The transfer function is

$$\frac{V_{out}}{V_{in}} = \frac{j\omega \frac{L}{R}}{(1 - \omega^2LC) + j\omega \frac{L}{R} }$$

The Q is given by

$$Q = R\sqrt{\frac{C}{L}}$$

So the Q is proportional to the series resistance \$R\$ and, for your values, is quite high

$$Q = 1k \sqrt{\frac{244.8p}{41.3n}} \approx 77$$

With this high \$Q\$, the transfer function magnitude rapidly changes near the resonance frequency so simulation round off may greatly affect the results.

I tried \$R=100 \Omega\$ which reduced the \$Q\$ by a factor of 10 and the simulation output is very nearly the input after a number of cycles.

Update:

I adjusted the "step ceiling" parameter for the transient simulation down to \$10^{-12}\$ and I get a good simulation with \$R=1k\Omega\$.

^{simulate this circuit – Schematic created using CircuitLab}

Here is an LC Oscillator that is easy to understand. All the values are examples only.

However, it is necessary to select the four equal resistors fulfilling the condition R2/R1=R4/R3.

In theory, you could drop the resistor R3 - however, in this case you should know the damping properties (that means the parallel loss resistance Rloss) of the tank circuit.

Because this is not possible it is wise to heavily damp the LC circuit with R3 because,in this case, the losses of the componenets L and C are "overshadowed" and play no role.

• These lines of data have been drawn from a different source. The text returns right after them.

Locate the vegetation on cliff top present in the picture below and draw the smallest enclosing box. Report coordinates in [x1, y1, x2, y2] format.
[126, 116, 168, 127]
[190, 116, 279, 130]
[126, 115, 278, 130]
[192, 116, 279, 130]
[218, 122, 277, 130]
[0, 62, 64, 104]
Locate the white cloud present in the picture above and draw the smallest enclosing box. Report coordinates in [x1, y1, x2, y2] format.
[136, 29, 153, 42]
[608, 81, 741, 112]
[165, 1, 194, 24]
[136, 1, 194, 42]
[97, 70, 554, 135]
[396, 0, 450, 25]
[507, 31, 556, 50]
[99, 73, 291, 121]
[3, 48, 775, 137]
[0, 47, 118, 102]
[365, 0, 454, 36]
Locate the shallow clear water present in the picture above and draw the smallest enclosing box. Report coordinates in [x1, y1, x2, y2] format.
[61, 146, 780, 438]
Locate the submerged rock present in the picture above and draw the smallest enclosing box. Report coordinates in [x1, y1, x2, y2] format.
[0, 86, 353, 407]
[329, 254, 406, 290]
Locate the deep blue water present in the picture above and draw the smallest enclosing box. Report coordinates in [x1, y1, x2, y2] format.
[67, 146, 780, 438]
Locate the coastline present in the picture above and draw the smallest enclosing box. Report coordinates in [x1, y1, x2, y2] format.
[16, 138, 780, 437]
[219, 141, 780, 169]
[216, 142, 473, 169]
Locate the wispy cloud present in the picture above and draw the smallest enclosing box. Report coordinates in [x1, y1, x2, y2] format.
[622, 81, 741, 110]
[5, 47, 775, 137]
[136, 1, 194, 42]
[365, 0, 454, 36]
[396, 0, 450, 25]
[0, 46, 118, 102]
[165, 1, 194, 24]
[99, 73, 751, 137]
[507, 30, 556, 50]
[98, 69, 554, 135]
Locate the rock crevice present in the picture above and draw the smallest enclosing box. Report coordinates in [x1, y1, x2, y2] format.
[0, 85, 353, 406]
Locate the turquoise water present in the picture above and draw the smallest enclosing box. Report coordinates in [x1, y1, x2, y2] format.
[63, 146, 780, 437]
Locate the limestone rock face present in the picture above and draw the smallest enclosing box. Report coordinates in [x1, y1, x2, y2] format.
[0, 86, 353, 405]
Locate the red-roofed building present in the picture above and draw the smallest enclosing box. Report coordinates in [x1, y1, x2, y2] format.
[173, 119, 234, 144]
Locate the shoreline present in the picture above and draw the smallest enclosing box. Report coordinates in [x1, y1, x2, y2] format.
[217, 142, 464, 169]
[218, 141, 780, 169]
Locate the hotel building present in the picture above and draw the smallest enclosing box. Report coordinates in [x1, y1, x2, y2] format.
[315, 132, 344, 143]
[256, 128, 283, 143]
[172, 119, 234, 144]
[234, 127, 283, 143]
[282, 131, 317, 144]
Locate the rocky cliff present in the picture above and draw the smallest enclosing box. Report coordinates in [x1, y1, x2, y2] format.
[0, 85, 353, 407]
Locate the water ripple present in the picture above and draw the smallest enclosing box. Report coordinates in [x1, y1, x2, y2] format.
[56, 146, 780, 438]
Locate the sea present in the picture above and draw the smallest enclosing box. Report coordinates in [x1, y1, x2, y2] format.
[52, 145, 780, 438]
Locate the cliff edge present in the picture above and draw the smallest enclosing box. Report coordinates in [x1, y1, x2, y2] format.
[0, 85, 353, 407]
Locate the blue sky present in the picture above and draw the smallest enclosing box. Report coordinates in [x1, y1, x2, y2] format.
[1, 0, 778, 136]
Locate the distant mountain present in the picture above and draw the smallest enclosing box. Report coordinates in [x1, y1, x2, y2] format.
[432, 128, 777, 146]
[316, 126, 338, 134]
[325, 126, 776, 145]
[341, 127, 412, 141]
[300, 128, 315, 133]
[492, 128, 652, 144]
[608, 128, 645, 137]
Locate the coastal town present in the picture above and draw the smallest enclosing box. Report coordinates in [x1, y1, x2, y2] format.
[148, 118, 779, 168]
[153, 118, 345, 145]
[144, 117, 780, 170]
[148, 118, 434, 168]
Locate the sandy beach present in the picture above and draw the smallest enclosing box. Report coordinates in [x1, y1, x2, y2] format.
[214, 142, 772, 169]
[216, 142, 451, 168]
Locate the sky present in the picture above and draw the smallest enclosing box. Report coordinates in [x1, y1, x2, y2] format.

Thus, you have an opamp with two feedback pathes (positive and negative) which cancel each other for one single frequency only: The resonant frequency of the tank which gives the oscillation frequency.

Remark: For a safe start of oscillations it is necessary to slightly increase the non-inverting gain (1+R2/R1) above its nomional value. That means: R2/R1>R4/R3.